Peut-on espérer des économies importantes de la réorganisation du système de soins ?Évidemment, car je ne crois pas que de vrais gisements d’économies puissent résider uniquement au sein de l’hôpital. Les plans de mobilisation du personnel hospitalier rappellent que la situation sociale y est délicate. Les salaires n’y sont pas exceptionnels, et des crises comme celles que l’on a connu pendant l’été dernier au sein des urgences peuvent encore éclater. Ne nous attendons pas non plus à des miracles dans la médecine de ville. Le déremboursement de certains médicaments, comme l’homéopathie, permet tout juste de gagner quelques millions d’euros. L’échelle des économies réalisées n’est en aucun cas extraordinaire. En revanche, de réels gains de productivité sont possibles avec une meilleure articulation entre l’hôpital et la médecine de ville. Prenons un exemple, celui des urgences. Seuls 2 à 3 % des personnes qui se rendent aux urgences y sont ensuite hospitalisées. La très grande majorité des patients pourrait donc être soignée par des systèmes ambulatoires.
Justement, l’été dernier, l'épisode caniculaire a alerté nombre de responsables. L’organisation des urgences hospitalières correspond-elle selon vous aux besoins de la population ?Aujourd’hui, les urgences sont utilisées de façon stratégique par les patients. Lorsqu’on les interroge, ils donnent plusieurs raisons : «c’est ouvert tout le temps», «chacun sait où trouver les urgences», «c’est gratuit ou presque»,… Le problème est que le recours aux urgences entraîne un effet d’aubaine. Un volant de la demande de soins est satisfait aux urgences, et non par la médecine de ville, puisque certains patients n’ont pas de médecin attitré, que SOS Médecins reste malgré tout peu connu et n’est pas gratuit… Il y a une vraie ambiguïté, même dans le vocable utilisé. Pour le personnel médical, est dénommée «urgence» ce qui relève d’une urgence médicale. Par exemple, un grand hôpital parisien prend en charge quatre à cinq infarctus par semaine. Pourtant, ses urgences ne désemplissent pas, parce que pour les utilisateurs, il s’agit souvent d’une commodité, même si tout le monde concède que l’attente risque d’y être très longue ! Le coût social est alors disproportionné au regard du service médical rendu.

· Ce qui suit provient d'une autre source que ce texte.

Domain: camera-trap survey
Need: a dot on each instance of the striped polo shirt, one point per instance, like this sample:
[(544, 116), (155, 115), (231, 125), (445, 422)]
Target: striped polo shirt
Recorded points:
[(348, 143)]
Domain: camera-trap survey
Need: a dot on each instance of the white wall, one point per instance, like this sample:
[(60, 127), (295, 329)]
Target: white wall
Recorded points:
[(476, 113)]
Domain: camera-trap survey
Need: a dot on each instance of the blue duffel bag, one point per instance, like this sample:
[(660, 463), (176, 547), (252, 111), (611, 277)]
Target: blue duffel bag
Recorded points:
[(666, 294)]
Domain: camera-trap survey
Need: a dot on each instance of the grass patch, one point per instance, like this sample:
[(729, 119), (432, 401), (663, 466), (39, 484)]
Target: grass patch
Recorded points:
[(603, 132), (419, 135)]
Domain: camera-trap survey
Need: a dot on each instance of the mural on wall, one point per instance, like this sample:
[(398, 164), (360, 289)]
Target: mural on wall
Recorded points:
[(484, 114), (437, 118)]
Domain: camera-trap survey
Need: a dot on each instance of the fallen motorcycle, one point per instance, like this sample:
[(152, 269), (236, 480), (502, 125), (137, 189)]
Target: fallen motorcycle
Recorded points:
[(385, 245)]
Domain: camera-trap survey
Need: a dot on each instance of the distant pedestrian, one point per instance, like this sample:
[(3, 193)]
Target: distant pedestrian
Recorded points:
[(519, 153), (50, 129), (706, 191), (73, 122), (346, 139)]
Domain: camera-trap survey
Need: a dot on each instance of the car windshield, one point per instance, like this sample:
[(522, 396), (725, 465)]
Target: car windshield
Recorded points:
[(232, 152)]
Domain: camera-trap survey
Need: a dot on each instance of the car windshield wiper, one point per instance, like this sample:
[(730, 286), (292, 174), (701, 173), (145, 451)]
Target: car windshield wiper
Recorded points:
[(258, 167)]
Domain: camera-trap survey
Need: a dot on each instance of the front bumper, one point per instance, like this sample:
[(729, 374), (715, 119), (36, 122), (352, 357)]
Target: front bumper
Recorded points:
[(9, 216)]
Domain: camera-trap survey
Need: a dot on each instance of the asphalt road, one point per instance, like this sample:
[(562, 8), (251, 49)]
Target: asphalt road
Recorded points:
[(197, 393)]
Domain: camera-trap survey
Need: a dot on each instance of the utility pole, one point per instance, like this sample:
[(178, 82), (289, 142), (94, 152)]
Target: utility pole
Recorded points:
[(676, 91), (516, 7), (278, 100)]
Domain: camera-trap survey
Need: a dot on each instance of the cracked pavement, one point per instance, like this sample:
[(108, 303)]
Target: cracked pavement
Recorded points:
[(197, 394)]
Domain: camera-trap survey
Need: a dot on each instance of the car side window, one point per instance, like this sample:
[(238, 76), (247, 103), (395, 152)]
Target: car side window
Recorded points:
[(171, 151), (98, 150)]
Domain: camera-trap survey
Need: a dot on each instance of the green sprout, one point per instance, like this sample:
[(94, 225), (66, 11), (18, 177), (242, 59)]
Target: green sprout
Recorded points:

Il y a quelques années, votre étude «Quelle croissance pour les dépenses pharmaceutiques ?» concluait que la croissance des dépenses de santé était inéluctable et que ce qui pouvait être fait (notamment le recours aux médicaments génériques, ou aujourd’hui le déremboursement) ne constituait que des mesures ponctuelles qui n’enraieront pas les dépenses de santé. Les comportements sont-ils si peu sensibles aux discours favorisant la réduction des coûts ?Les dépenses de santé vont continuer à croître, comprenons-le. La diminution de ces dépenses ne correspond ni à la volonté des utilisateurs ni aux besoins de la société. Maîtriser les dépenses de santé, cela ne signifie pas les faire diminuer, mais déterminer quelle croissance est raisonnable pour ces dépenses. Aucun pays développé au monde ne voit d’ailleurs ses dépenses de santé baisser, puisque la santé est un «bien supérieur», dont la consommation augmente avec le niveau de développement. On ne voit d’ailleurs pas pourquoi les Français aurait moins d’angoisses face à la maladie ou la mort... Cela dit, il faut bien distinguer les dépenses de santé des dépenses d’assurance maladie, qui relèvent d’un choix de société. Aujourd’hui, c’est vrai, la santé est remboursée. Mais parmi toutes les dépenses de santé, un certain nombre ne sera plus pris en charge, ce qui doit nous amener également à redéfinir les missions de l’assurance maladie. Fondée originellement sur la solidarité, elle a évolué vers un fonctionnement plus permissif. Faut-il prendre en charge les plus défavorisés, les pathologies les plus graves,… ? Faut-il au contraire garder son caractère extensif quitte à payer plusieurs points de CSG de plus ? Un discours prospectif sur la maîtrise des dépenses de santé ne peut faire l’économie de ces réflexions.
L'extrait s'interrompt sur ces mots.